Closed loilt48 closed 3 years ago
neg_idx = np.random.randint(low=0, high=batch_size-1, size=(n_sep * n_neg))
Can you try the above code and double-check your batch size?
I got the same error ,and "neg_idx = np.random.randint(low=0, high=batch_size-1, size=(n_sep * n_neg))" doesn't work.
[2021-01-18 21:54:18,744 INFO] At step 99, we removed a batch - accum 0
Traceback (most recent call last):
File "/root/PycharmProjects/peizhiyan/OpenNMT-kpg-release-master/onmt/trainer.py", line 377, in _gradient_accumulation
model=self.model
File "/root/PycharmProjects/peizhiyan/OpenNMT-kpg-release-master/onmt/utils/loss.py", line 187, in call
loss, stats = self._compute_loss(batch, *shard_state)
File "/root/PycharmProjects/peizhiyan/OpenNMT-kpg-release-master/onmt/modules/copy_generator.py", line 264, in _compute_loss
semcov_ending_state=self.semcov_ending_state)
File "/root/PycharmProjects/peizhiyan/OpenNMT-kpg-release-master/onmt/utils/loss.py", line 457, in _compute_semantic_coverage_loss
neg_idx = np.random.randint(low=0, high=batch_size-1, size=(n_sep n_neg))
File "mtrand.pyx", line 746, in numpy.random.mtrand.RandomState.randint
File "_bounded_integers.pyx", line 1254, in numpy.random._bounded_integers._rand_int64
ValueError: low >= high
[2021-01-18 21:54:18,802 INFO] At step 100, we removed a batch - accum 0
Traceback (most recent call last):
File "train.py", line 215, in
What can i do?
My bad, according to the official doc of numpy, the argument high should be larger than low. So change high to batch_size (rather than batch_size-1) should resolve it. I guess the error occurs when the batch size happens to be 1, which is rare.
neg_idx = np.random.randint(low=0, high=batch_size, size=(n_sep * n_neg))

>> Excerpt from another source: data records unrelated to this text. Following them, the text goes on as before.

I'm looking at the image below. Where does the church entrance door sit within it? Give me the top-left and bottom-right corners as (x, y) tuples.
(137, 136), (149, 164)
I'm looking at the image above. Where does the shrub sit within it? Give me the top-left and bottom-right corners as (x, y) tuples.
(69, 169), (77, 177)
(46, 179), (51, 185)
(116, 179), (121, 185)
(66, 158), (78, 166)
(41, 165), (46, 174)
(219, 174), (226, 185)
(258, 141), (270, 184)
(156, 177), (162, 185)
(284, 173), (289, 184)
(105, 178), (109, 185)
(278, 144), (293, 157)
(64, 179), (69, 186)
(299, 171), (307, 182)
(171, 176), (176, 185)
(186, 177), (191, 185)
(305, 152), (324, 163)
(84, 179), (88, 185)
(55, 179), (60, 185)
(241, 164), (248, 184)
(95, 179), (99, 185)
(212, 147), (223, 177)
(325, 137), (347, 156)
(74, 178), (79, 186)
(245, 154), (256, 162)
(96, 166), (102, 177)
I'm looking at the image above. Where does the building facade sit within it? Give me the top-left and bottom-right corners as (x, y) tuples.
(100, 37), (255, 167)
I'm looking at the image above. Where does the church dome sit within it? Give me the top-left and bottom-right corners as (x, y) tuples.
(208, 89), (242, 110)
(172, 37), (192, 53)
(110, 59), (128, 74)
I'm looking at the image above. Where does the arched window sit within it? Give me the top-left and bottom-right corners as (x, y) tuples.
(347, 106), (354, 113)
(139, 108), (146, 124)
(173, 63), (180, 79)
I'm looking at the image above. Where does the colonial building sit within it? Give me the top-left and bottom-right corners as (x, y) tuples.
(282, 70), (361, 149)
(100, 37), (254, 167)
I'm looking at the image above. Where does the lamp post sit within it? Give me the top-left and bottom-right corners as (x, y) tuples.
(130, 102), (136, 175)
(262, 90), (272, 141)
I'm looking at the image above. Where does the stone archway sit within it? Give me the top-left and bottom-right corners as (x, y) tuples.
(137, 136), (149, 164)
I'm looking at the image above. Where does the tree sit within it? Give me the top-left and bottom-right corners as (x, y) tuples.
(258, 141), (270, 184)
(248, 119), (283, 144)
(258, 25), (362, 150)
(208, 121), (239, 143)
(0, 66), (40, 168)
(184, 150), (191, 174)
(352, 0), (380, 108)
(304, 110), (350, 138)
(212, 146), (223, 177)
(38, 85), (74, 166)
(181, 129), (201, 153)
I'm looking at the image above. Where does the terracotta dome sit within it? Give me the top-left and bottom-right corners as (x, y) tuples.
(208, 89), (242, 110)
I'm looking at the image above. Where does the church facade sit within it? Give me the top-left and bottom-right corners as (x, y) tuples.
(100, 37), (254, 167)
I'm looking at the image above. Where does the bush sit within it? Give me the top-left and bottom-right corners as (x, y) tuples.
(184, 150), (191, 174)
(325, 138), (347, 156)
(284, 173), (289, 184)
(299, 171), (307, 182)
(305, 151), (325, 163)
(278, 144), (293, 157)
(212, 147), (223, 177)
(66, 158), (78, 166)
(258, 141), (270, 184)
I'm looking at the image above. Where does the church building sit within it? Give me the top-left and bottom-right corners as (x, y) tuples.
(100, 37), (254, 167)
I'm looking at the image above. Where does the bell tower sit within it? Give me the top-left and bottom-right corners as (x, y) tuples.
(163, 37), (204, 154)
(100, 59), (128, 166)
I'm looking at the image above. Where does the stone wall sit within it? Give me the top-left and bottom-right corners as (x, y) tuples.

Thanks,I solved it. But i obtain a new Error:
/pytorch/aten/src/THC/THCTensorIndex.cu:307: void indexSelectSmallIndex(TensorInfo<T, IndexType>, TensorInfo<T, IndexType>, TensorInfo<long, IndexType>, int, int, IndexType, long) [with T = float, IndexType = unsigned int, DstDim = 2, SrcDim = 2, IdxDim = -2]: block: [0,0,0], thread: [0,0,0] Assertion srcIndex < srcSelectDimSize
failed.
...
/pytorch/aten/src/THC/THCTensorIndex.cu:307: void indexSelectSmallIndex(TensorInfo<T, IndexType>, TensorInfo<T, IndexType>, TensorInfo<long, IndexType>, int, int, IndexType, long) [with T = float, IndexType = unsigned int, DstDim = 2, SrcDim = 2, IdxDim = -2]: block: [1,0,0], thread: [31,0,0] Assertion srcIndex < srcSelectDimSize
failed.
Traceback (most recent call last):
File "/root/PycharmProjects/peizhiyan/OpenNMT-kpg-release-master/onmt/trainer.py", line 377, in _gradient_accumulation
model=self.model
File "/root/PycharmProjects/peizhiyan/OpenNMT-kpg-release-master/onmt/utils/loss.py", line 187, in call
loss, stats = self._compute_loss(batch, **shard_state)
File "/root/PycharmProjects/peizhiyan/OpenNMT-kpg-release-master/onmt/modules/copy_generator.py", line 264, in _compute_loss
semcov_ending_state=self.semcov_ending_state)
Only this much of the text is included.